The following diagram gives you an overview of how Grafana Alerting works and introduces you to some of the key concepts that work together and form the core of our flexible and powerful alerting engine.
You can either create your alerting resources (alert rules, notification policies, and so on) directly in the Grafana UI, using provisioning, or in your Grafana Mimir or Loki instances.
An alert rule is a set of evaluation criteria for when an alert rule should fire. An alert rule consists of one or more queries and expressions, a condition, and the duration over which the condition needs to be met to start firing.
Add annotations to your alert rule to provide additional information about the alert rule and add labels to uniquely identify your alert rule and configure alert routing. Labels link alert rules to notification policies, so you can easily manage which policy should handle which alerts and who gets notified.
Once alert rules are created, they go through various states and transitions. An alert rule can produce multiple alert instances - one alert instance for each time series.
The alert rule state is determined by the “worst case” state of the alert instances produced and the states can be Normal, Pending, or Firing. For example, if one alert instance is firing, the alert rule state will also be firing.
The alert rule health is determined by the status of the evaluation of the alert rule, which can be Ok, Error, and NoData.
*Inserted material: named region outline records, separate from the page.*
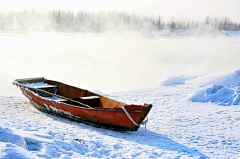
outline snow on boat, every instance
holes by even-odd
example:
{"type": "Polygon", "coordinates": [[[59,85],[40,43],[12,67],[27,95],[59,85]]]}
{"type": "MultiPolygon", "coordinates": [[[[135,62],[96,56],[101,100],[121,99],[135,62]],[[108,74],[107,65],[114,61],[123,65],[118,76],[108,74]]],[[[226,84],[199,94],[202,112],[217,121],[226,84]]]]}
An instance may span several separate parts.
{"type": "Polygon", "coordinates": [[[16,79],[13,84],[39,110],[118,130],[137,131],[152,108],[151,104],[128,105],[44,77],[16,79]]]}

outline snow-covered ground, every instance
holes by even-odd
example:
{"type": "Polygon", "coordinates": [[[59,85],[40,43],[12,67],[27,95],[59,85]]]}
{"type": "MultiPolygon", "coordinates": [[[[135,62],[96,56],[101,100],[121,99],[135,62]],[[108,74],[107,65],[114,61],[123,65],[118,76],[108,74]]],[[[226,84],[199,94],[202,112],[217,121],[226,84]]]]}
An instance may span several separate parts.
{"type": "Polygon", "coordinates": [[[110,93],[126,103],[154,105],[147,129],[137,132],[73,122],[36,110],[24,97],[1,96],[0,158],[239,158],[240,105],[222,104],[240,95],[239,78],[239,70],[175,76],[165,86],[110,93]],[[213,85],[221,87],[210,92],[213,85]],[[222,89],[235,92],[203,100],[222,89]]]}
{"type": "Polygon", "coordinates": [[[0,158],[240,158],[239,36],[149,35],[0,35],[0,158]],[[153,104],[147,129],[40,112],[11,85],[38,76],[153,104]]]}

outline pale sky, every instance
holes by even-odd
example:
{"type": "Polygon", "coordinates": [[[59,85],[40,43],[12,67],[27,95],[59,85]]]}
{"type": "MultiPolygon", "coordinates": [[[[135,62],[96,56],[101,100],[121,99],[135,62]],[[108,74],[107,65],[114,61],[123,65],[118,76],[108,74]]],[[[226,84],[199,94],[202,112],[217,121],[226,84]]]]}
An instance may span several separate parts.
{"type": "Polygon", "coordinates": [[[240,0],[0,0],[0,10],[120,10],[129,13],[202,20],[229,16],[240,22],[240,0]]]}

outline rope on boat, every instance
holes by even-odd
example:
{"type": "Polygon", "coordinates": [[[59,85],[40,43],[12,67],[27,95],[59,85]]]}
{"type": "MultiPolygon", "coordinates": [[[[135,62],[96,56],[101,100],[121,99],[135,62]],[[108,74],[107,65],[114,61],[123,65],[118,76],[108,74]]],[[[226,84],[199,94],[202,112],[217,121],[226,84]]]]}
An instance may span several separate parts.
{"type": "Polygon", "coordinates": [[[124,108],[124,106],[122,107],[123,111],[126,113],[127,117],[132,121],[132,123],[136,126],[139,126],[139,124],[137,124],[132,117],[130,116],[130,114],[127,112],[127,110],[124,108]]]}

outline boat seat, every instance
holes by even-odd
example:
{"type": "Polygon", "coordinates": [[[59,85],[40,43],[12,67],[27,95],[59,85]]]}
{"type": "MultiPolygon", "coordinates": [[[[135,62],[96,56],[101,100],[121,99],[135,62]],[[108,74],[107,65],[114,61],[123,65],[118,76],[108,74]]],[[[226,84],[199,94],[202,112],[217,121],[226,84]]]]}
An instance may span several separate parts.
{"type": "Polygon", "coordinates": [[[100,97],[99,96],[86,96],[79,98],[72,98],[73,100],[87,104],[91,107],[99,107],[100,97]]]}
{"type": "MultiPolygon", "coordinates": [[[[56,85],[33,85],[32,87],[37,88],[37,89],[41,89],[41,90],[44,90],[44,91],[47,91],[47,92],[50,92],[50,93],[53,93],[53,94],[57,93],[57,86],[56,85]]],[[[44,92],[41,92],[41,91],[38,91],[38,90],[35,90],[35,89],[31,89],[31,88],[30,88],[30,90],[33,91],[34,93],[38,93],[42,97],[51,97],[51,95],[46,94],[44,92]]]]}
{"type": "Polygon", "coordinates": [[[99,96],[87,96],[87,97],[80,97],[80,99],[83,99],[83,100],[100,99],[100,97],[99,96]]]}

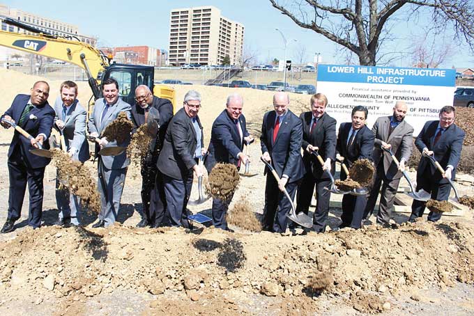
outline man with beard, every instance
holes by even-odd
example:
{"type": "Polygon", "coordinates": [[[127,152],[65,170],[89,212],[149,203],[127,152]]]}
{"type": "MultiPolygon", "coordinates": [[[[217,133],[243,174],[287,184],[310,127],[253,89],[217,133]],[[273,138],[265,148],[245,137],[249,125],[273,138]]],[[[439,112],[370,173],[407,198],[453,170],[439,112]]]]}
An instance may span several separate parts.
{"type": "Polygon", "coordinates": [[[398,101],[393,107],[393,114],[377,118],[372,127],[372,132],[375,135],[372,159],[376,174],[365,207],[364,217],[367,219],[374,212],[381,185],[376,223],[385,226],[390,226],[392,207],[402,178],[402,172],[405,170],[405,163],[408,161],[413,148],[413,127],[404,120],[407,111],[405,102],[398,101]],[[392,150],[400,162],[399,166],[383,148],[392,150]]]}
{"type": "MultiPolygon", "coordinates": [[[[154,111],[154,110],[151,110],[154,111]]],[[[165,189],[162,175],[158,172],[156,163],[160,151],[163,145],[165,134],[169,120],[173,117],[173,104],[167,99],[155,97],[145,85],[140,85],[135,89],[135,104],[132,106],[132,118],[135,133],[137,129],[145,123],[158,124],[159,129],[153,134],[150,148],[146,155],[140,161],[142,174],[142,203],[143,215],[137,227],[158,227],[165,215],[165,189]],[[154,108],[158,117],[151,122],[148,115],[151,109],[154,108]]],[[[154,128],[154,127],[153,127],[154,128]]],[[[148,131],[151,127],[148,127],[148,131]]],[[[154,132],[154,131],[153,131],[154,132]]]]}

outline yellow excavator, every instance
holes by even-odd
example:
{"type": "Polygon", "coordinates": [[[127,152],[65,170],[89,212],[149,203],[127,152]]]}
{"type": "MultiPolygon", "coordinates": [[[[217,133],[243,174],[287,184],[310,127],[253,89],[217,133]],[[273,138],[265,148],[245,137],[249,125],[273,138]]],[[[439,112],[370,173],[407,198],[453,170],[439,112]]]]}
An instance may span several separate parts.
{"type": "MultiPolygon", "coordinates": [[[[0,31],[0,45],[37,55],[50,57],[76,65],[84,69],[94,100],[101,97],[100,82],[114,77],[118,82],[120,95],[129,104],[133,104],[135,88],[144,84],[159,97],[171,100],[175,106],[175,91],[165,85],[154,85],[153,66],[110,63],[108,56],[92,46],[72,38],[65,38],[43,31],[36,27],[5,18],[3,22],[24,29],[33,35],[0,31]]],[[[89,102],[91,104],[93,102],[89,102]]]]}

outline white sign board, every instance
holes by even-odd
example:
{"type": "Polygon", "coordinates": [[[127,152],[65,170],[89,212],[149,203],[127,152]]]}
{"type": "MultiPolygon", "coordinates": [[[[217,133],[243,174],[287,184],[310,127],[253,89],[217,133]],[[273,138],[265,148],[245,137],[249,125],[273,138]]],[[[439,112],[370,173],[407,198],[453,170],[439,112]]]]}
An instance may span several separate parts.
{"type": "Polygon", "coordinates": [[[391,116],[397,101],[408,107],[406,121],[418,134],[427,120],[438,119],[439,110],[452,105],[454,69],[402,68],[318,65],[317,92],[328,97],[326,111],[341,123],[351,121],[356,105],[369,110],[367,125],[391,116]]]}

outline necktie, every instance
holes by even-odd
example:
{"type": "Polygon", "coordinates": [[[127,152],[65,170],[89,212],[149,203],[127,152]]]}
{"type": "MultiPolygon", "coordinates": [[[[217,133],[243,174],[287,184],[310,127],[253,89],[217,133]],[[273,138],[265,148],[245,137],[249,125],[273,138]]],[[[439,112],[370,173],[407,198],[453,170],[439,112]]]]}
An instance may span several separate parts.
{"type": "Polygon", "coordinates": [[[436,133],[436,135],[434,136],[434,141],[433,141],[433,145],[434,146],[436,145],[436,143],[438,143],[438,141],[439,141],[440,137],[441,137],[441,132],[443,132],[443,129],[440,128],[438,132],[436,133]]]}
{"type": "Polygon", "coordinates": [[[275,127],[273,127],[273,143],[275,143],[275,140],[277,139],[278,129],[280,129],[280,116],[277,117],[277,121],[275,123],[275,127]]]}
{"type": "Polygon", "coordinates": [[[23,123],[23,122],[24,122],[24,120],[26,118],[26,116],[28,115],[29,111],[31,111],[31,109],[33,109],[33,107],[34,107],[33,105],[30,103],[26,104],[26,106],[24,107],[24,109],[23,110],[23,113],[22,113],[22,116],[20,116],[20,120],[18,121],[19,125],[21,125],[23,123]]]}
{"type": "Polygon", "coordinates": [[[309,132],[312,132],[314,130],[314,128],[316,127],[316,123],[317,123],[317,120],[314,118],[313,118],[313,124],[311,125],[311,129],[309,129],[309,132]]]}

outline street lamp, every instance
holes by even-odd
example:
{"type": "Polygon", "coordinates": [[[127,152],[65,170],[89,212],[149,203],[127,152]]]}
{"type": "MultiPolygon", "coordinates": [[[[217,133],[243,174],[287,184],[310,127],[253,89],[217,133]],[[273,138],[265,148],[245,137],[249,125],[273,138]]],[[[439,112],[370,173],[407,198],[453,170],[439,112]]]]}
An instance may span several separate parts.
{"type": "MultiPolygon", "coordinates": [[[[283,35],[283,32],[282,32],[280,29],[276,28],[275,29],[280,32],[280,34],[282,35],[282,38],[283,38],[283,44],[284,44],[284,61],[283,66],[284,67],[283,69],[283,90],[284,91],[286,89],[286,46],[288,46],[288,42],[286,42],[286,39],[283,35]]],[[[295,42],[297,41],[296,39],[293,39],[293,40],[295,42]]]]}

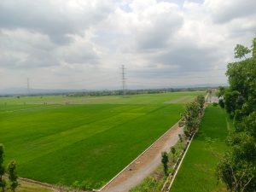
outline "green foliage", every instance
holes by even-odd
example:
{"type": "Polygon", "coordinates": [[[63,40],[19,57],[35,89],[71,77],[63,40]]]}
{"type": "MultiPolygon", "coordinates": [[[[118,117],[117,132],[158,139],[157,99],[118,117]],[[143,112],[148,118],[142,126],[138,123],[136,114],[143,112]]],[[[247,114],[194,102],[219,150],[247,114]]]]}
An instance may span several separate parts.
{"type": "Polygon", "coordinates": [[[3,154],[4,154],[3,145],[0,143],[0,188],[2,188],[3,192],[4,191],[4,188],[6,186],[6,182],[3,177],[5,172],[5,169],[3,166],[3,154]]]}
{"type": "Polygon", "coordinates": [[[213,102],[213,103],[212,103],[212,106],[213,106],[213,107],[217,107],[217,106],[218,106],[218,102],[213,102]]]}
{"type": "Polygon", "coordinates": [[[221,97],[224,96],[224,93],[225,93],[225,88],[224,86],[219,86],[218,87],[218,91],[217,93],[218,97],[221,97]]]}
{"type": "Polygon", "coordinates": [[[162,156],[161,162],[164,166],[164,172],[167,176],[168,175],[168,162],[169,162],[168,154],[166,152],[162,152],[161,156],[162,156]]]}
{"type": "Polygon", "coordinates": [[[225,103],[224,99],[218,99],[218,105],[220,106],[220,108],[225,108],[225,103]]]}
{"type": "Polygon", "coordinates": [[[224,110],[218,107],[210,105],[206,108],[171,192],[217,192],[225,189],[223,183],[217,185],[215,167],[228,149],[226,118],[224,110]]]}
{"type": "Polygon", "coordinates": [[[204,96],[198,96],[194,102],[186,105],[179,125],[184,126],[184,133],[187,137],[191,137],[197,129],[201,120],[201,114],[203,112],[204,103],[204,96]]]}
{"type": "Polygon", "coordinates": [[[162,184],[154,177],[148,177],[143,181],[142,185],[131,189],[129,192],[160,192],[162,184]]]}
{"type": "MultiPolygon", "coordinates": [[[[226,75],[230,89],[224,93],[224,106],[234,119],[235,131],[229,137],[231,150],[218,166],[218,175],[229,191],[253,192],[256,189],[256,57],[255,38],[253,57],[230,63],[226,75]]],[[[249,53],[237,45],[235,57],[249,53]]]]}
{"type": "Polygon", "coordinates": [[[179,119],[182,103],[199,94],[80,96],[72,97],[78,103],[72,105],[65,104],[67,96],[0,98],[8,103],[0,108],[0,141],[6,160],[15,158],[22,177],[65,185],[86,179],[95,185],[166,132],[179,119]]]}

For Grafana-managed alert rules, multiple alert instances can be created as a result of one alert rule (also known as a multi-dimensional alerting).
Both Grafana-managed alert and Mimir or Loki-managed alert instances can be in Normal, Pending, Alerting, No Data, Error states.
Note: For Mimir or Loki-managed alert rules, alert instances are only created when the threshold condition defined in an alert rule is breached.
Alerting alert instances are grouped by labels according to the notification policy. This controls de-duplication and groups alert instances to send to your contact points.
Set where, when, and how firing alert instances get routed.
Each notification policy contains a set of label matchers to indicate which alerts rules or instances it is responsible for. It also has a contact point assigned to it that consists of one or more contact point types, such as Slack or email. Contact points define how your contacts are notified when an alert instance fires.
For more information on notification policies, see fundamentals of Notification Policies.
Use message templates for your notifications to create reusable custom templates and use them in contact points.
Silences and mute timings
Add silences to stop notifications from one or more alert instances or use mute timings to specify time intervals when you don’t want new notifications to be generated or sent out.
The difference between the two being that a silence only lasts for only a specified window of time whereas a mute timing recurs on a schedule, for example, during a maintenance period.